OK, there is some truth that sleeping with wet hair isn’t the best way to treat hair. The main reason is that the structural integrity of hair weakens when wet, as cuticles naturally lift up when damp, making the hair more elastic, vulnerable, and prone to breakage. Along with that, there are also scalp concerns associated with sleeping with wet hair—as well as simple aesthetic issues.
“Simply put, hair is at its most vulnerable when wet. Sleeping with wet hair can lead to a host of problems for the scalp: unwanted bacteria, fungal infections, skin irritation, itchiness, dryness, redness, and dandruff,” says hairstylist Miko Branch, co-founder of hair care brand Miss Jessie’s Original. “Also, it can damage the hair cuticle, flatten strands, create an unpleasant hair odor (dampness mixed with natural sweat) and leave you with a matted mess of hair.”

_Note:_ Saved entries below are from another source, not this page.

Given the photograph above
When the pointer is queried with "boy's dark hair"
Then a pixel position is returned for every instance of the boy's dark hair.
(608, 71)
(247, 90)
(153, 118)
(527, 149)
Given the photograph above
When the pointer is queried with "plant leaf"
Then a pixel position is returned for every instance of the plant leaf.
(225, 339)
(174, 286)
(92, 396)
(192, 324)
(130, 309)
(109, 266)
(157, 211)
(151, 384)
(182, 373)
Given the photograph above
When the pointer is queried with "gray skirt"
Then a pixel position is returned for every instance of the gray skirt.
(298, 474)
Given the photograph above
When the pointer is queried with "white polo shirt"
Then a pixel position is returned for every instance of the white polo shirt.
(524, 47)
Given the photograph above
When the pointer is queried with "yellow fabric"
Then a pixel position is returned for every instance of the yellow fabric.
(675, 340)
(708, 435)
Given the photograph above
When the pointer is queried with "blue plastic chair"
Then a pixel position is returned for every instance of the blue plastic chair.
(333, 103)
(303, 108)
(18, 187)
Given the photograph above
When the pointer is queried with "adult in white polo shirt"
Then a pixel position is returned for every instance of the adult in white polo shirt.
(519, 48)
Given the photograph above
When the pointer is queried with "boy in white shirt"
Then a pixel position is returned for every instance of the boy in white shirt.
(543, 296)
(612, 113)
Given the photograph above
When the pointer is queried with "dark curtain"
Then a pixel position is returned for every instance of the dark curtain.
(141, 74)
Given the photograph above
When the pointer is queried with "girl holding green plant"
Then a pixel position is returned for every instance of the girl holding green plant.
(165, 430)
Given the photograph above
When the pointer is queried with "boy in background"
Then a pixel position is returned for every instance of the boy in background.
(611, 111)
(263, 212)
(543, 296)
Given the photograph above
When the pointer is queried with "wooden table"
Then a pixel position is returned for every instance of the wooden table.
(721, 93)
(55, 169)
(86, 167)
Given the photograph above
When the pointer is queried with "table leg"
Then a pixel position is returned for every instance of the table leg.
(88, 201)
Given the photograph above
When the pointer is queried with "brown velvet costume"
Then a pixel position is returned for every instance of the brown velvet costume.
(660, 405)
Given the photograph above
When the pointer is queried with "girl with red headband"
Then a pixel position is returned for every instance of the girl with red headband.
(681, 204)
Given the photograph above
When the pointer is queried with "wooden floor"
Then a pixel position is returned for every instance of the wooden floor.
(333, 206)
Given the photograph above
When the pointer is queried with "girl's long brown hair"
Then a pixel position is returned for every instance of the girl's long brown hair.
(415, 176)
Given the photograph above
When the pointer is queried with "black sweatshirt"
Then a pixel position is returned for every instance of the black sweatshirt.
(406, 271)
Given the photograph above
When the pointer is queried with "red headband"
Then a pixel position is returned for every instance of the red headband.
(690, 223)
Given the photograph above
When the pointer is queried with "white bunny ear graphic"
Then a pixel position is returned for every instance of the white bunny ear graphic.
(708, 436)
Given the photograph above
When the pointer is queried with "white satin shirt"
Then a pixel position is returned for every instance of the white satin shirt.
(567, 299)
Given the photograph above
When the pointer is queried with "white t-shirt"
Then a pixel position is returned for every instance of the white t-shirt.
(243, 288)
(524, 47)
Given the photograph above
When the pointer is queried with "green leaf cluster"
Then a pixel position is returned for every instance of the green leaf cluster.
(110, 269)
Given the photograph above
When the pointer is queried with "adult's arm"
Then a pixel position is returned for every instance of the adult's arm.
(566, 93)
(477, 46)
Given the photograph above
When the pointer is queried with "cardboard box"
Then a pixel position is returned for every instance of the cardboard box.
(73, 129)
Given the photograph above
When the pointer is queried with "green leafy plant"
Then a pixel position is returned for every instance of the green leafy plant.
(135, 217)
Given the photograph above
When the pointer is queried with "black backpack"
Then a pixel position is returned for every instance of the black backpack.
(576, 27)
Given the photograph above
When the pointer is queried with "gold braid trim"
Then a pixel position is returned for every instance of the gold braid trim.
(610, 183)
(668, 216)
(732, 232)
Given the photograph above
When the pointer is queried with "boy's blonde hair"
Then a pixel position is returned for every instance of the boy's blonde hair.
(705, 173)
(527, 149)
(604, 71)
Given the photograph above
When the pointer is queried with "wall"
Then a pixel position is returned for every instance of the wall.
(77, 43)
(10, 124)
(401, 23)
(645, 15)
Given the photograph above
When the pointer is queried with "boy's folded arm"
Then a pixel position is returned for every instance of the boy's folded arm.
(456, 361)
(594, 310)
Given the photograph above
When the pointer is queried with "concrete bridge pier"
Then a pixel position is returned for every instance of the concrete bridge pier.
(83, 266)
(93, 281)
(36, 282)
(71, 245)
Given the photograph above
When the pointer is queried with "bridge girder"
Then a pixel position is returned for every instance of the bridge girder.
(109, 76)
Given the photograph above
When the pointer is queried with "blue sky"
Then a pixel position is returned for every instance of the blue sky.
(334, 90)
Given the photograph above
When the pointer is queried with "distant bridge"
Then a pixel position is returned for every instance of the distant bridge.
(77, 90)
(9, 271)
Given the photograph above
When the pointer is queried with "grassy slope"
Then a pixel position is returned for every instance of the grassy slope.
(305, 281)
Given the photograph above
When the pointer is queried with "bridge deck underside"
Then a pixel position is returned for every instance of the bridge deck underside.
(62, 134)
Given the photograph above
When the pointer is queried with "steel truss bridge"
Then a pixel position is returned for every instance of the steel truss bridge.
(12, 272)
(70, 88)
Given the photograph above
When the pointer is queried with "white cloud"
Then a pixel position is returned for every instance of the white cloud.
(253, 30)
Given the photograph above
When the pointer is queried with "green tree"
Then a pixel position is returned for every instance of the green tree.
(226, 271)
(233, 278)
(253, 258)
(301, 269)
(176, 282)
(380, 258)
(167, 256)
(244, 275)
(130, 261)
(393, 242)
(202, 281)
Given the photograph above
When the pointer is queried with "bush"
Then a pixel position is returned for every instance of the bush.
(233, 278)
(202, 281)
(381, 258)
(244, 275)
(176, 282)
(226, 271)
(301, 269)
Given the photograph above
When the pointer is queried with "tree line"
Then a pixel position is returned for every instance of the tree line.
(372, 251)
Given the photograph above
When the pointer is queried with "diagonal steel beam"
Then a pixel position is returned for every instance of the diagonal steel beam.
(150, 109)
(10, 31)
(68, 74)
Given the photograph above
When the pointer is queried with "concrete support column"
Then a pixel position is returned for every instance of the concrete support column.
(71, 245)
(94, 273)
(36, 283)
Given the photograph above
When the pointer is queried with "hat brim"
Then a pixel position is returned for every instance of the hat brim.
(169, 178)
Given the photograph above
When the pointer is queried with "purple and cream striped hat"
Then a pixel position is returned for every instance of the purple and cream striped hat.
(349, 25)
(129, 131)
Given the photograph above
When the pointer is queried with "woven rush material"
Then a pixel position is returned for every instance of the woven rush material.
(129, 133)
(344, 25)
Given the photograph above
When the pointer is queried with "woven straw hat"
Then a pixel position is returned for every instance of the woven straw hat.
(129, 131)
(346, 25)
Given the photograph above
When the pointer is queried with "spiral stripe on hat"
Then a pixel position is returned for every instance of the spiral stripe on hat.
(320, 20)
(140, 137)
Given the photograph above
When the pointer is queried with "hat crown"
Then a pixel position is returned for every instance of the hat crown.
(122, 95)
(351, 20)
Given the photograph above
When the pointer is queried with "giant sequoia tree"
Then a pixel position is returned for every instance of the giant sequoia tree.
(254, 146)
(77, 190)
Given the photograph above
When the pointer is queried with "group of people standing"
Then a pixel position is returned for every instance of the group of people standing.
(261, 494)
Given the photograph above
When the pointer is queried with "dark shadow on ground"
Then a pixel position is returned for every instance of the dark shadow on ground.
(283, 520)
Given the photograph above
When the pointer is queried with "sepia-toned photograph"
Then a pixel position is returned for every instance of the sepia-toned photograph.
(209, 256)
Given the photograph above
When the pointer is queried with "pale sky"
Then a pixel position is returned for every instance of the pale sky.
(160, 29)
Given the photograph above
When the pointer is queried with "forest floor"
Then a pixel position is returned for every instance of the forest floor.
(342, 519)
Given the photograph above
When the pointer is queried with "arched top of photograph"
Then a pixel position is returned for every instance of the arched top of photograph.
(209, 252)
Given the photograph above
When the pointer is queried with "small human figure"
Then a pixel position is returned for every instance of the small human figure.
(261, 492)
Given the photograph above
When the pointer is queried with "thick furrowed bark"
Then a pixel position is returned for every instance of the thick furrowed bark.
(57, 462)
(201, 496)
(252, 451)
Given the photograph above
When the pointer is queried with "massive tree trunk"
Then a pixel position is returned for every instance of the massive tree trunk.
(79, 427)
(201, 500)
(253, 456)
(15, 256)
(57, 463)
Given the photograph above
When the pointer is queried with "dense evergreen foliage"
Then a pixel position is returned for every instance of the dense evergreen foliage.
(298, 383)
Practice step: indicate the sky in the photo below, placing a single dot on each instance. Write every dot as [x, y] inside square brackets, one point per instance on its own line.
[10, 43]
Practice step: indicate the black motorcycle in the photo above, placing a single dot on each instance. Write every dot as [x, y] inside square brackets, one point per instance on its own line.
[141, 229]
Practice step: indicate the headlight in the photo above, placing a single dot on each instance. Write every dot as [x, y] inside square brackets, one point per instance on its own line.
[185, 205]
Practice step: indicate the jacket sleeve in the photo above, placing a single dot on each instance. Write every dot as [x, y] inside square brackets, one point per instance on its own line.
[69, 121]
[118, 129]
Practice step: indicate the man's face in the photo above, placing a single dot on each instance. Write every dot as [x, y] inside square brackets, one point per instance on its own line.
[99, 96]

Essentially, the most concerning part about sleeping with your hair wet is that it leaves your hair open to damage, tangling, and splits. So if you are someone who perpetually wakes up to knotted, frizzy, and brittle strands, you may want to quit the night shower. And, too, if you are also someone who suffers from scalp concerns like irritation, flakes, and inflammation, you may also need to reevaluate your habit, as it may be the root cause you hadn’t considered yet.
So sounds, ahem, not great. However, most stylists will also agree that there’s certainly some nuance here. “I think something like this is case by case,” says hairstylist Marcus Frances, an ambassador for hair care brand Better Natured. “Yes, when the hair is damp it usually is more fragile so the friction against your pillow can, not always, further weaken the hair causing split ends or breakage. But this tends to be a bigger concern for those who already have really damaged hair. If that’s not you, you’ll probably find you don’t run into these issues.”
Basically: if you find that it’s not messing with your scalp, style, or strands, you can continue as normal, just with a few of these caveats.